Kirby chuckles. It's a chuckle that matches the rest of her voice: light, a little melodic. The sound of someone without a care in the world, someone who'd been happy to wake up that morning, who hadn't needed any coffee when she woke up, who probably went on a five-mile jog straight out of bed, smiling the whole way. I'm considering not liking her, but that's the problem with cheerful people. You feel obligated to give them a chance. I'm also intrigued. The idea of a Pollyanna-assassin appeals to the perverse side of my nature.

"Well," she says, a juggernaut of good cheer, "no harm done. Tommy's great, but he's a guy, and guys forget the details sometimes, it's a man thing, I think. Tommy's better than most, and a hunk to boot, so let's forgive him, okay?"

"Sure," I reply, bemused.

"So, when and where would you like to meet?"

I glance at my watch, thinking. "Can you meet me in the reception of the FBI building at five-thirty?"

"FBI building, huh? Coolness. I guess I'd better leave all my guns in the car." A melodious laugh, somehow amusing and disturbing at the same time, given the context. "I'll see you at five-thirty, then. Bye!"

"Bye," I murmur. She hangs up.

"Who was that?" Alan asks.

I stare at him for a moment. Shrug. "Possible bodyguard for Sarah. I think she's going to be a hoot."

Coolness.


Terry Gibbs ushers us into his office with a smile. It's a small office, with his desk in the front, and file cabinets along a far wall. Everything has a used but sturdy look to it.

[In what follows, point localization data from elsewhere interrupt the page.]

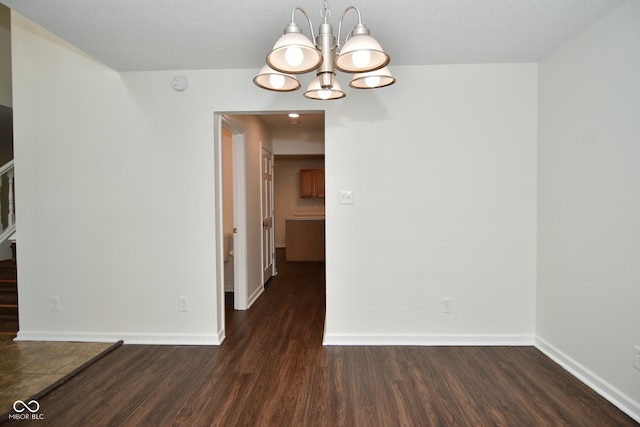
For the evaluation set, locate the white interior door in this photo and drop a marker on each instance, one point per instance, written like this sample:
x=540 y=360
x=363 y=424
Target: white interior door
x=268 y=246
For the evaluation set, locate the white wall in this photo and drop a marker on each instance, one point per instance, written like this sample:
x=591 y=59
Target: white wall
x=588 y=314
x=106 y=180
x=298 y=143
x=5 y=56
x=442 y=167
x=116 y=200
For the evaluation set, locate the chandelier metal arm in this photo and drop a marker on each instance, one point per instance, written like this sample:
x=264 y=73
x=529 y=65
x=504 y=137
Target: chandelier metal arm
x=293 y=22
x=342 y=19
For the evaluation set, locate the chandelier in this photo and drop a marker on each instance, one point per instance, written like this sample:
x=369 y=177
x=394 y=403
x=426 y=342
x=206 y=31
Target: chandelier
x=359 y=54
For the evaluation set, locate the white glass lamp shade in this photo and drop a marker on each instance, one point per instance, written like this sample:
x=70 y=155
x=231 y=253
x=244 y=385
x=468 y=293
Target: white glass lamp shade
x=315 y=91
x=270 y=79
x=294 y=53
x=360 y=54
x=373 y=79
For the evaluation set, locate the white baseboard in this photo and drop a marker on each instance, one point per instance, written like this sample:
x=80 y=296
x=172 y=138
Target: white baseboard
x=600 y=386
x=255 y=295
x=127 y=337
x=428 y=339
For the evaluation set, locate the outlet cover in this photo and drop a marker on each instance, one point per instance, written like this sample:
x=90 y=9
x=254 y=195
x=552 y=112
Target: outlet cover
x=447 y=305
x=183 y=304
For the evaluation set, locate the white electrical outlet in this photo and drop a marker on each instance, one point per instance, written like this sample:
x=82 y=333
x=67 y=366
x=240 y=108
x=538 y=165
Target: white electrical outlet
x=447 y=305
x=183 y=304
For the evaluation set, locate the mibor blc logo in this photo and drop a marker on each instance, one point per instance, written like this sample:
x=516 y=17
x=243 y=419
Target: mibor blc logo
x=26 y=411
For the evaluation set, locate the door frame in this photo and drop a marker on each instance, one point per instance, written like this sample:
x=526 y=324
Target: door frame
x=240 y=283
x=272 y=245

I take stock of the lawyer as he motions for us to sit down in the two padded chairs facing his desk.

Gibbs is an interesting mix of a person. It's as though he couldn't decide who he wanted to be. He's a tall man. He's bald, but he has a moustache and a beard. He has the broad shoulders and athletic moves of a fit man, but he smells of cigarettes. He wears glasses with thick lenses, which highlight intense, almost beautiful blue eyes. He's wearing a suit without a tie, and the suit looks expensive and tailored, a mismatch with the office furniture.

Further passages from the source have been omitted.